I tip whatever’s in the package into a pot of oil and fry it all up.  Although I don’t often eat meat, I am able to recognize that a steak on a grill, or a roasting chicken, objectively smells good.  This fry job never smells good.  The odor of the abattoir, along with floating particles of grease, lingers in the kitchen air even after I’ve cut off the gas.  It also doesn’t cook the way an actual cut of muscle would: gristle turns into hard lumps; connective tissue curls in on itself; intestines, studded with microvillae, pucker and become almost floral in shape.  The whole mass tends to turn grey, giving me the strange but vivid illusion (particularly with batches heavy on the fur) of stirring up a pot of baby mice. 

Scipio is happy with whatever I put in front of her, though, gnawing on lumps of gristle, pieces of hide, and the rare bit of actual meat with equal abandon.  Despite her bumpy start with the butcher, I think he might have developed a soft spot for her; every now and then she goes trotting out of the concession and returns with an enormous bone, which she proceeds to drag around the house in fits of deeply contemplative chewing, depositing these prizes in corners and under furniture.  I’ve never seen this happen, but I suspect during her jaunts the butcher is quite literally throwing her a bone. 

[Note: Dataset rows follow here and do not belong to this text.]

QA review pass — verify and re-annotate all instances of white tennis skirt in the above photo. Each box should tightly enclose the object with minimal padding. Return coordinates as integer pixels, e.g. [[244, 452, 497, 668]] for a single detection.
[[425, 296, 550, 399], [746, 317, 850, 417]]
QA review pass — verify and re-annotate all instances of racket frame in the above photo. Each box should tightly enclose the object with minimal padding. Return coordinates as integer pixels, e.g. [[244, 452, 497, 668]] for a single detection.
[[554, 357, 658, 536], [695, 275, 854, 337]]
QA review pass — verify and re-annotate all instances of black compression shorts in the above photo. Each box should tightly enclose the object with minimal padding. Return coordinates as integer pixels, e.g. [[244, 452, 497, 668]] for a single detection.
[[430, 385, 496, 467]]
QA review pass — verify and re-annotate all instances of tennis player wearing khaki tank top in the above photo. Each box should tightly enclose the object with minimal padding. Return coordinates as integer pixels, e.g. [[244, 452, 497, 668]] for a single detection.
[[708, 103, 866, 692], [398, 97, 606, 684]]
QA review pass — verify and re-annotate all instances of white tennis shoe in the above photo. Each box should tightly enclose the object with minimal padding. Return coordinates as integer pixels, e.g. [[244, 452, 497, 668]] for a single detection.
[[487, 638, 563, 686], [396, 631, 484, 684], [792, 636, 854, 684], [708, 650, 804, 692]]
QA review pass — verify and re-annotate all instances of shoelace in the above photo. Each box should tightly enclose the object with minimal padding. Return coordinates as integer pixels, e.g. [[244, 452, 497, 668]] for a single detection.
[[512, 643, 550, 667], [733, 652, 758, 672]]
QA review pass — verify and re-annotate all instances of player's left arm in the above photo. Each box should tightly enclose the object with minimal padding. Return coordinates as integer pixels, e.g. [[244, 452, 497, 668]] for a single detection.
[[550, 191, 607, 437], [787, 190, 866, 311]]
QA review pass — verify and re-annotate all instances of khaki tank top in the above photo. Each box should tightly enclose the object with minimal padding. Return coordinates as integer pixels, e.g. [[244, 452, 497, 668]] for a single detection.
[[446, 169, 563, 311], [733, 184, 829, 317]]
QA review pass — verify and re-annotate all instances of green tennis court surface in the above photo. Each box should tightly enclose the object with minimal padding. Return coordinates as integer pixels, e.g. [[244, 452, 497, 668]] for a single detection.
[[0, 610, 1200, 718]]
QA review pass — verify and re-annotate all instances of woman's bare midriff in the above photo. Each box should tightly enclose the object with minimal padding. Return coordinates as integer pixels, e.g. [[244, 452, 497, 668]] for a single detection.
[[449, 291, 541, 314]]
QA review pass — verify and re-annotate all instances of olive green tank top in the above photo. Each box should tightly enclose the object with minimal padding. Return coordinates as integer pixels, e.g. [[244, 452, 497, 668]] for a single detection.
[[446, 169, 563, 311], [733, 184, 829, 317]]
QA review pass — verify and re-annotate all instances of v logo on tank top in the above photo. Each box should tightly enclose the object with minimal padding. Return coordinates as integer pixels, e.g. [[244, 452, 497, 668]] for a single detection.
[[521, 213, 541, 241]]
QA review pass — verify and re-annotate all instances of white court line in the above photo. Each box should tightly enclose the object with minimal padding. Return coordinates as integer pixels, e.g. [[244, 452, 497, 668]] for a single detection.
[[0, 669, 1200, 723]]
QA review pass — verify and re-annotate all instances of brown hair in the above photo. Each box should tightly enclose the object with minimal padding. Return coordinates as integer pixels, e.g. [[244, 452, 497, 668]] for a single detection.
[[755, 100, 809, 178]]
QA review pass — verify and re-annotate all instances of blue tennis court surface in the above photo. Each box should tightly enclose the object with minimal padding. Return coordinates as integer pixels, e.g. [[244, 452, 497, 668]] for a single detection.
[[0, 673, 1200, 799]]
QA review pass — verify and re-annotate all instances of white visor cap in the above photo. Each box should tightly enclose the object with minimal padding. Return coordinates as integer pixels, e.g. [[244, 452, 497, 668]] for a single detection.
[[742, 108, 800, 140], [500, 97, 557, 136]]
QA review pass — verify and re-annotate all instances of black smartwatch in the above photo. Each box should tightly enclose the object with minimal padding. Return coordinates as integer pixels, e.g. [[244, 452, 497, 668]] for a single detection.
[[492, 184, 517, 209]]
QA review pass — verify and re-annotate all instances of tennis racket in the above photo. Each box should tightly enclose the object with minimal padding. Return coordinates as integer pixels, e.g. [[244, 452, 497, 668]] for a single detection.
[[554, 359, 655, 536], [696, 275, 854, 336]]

I’m getting less squeamish, too, as the days go by.  This whole past year has been an extended lesson for me, forcing me to rethink what and why and how we eat, not to mention the fairly picky standards I held myself to back home.  This is another lesson for me, in humility and practicality. 

I do go through fits of guilt—despite the low quality of her food, is my dog eating better than my neighbors’ children, who only get meat once a week, if that?  But even if she is, is systemic poverty any excuse for negligence on my part?  Dogs need protein; I could afford real meat daily, if it came to that, and certainly can afford a few pennies’ worth of offal; and in accepting a puppy, I took on a responsibility to care for her.  These are all questions that probably never haunt dog owners back home, who I assume buy enormous bags of Purina Puppy Chow with a clear conscience and no second thoughts. 

And who also, presumably, never have to visualize what a nostril would look like flying solo.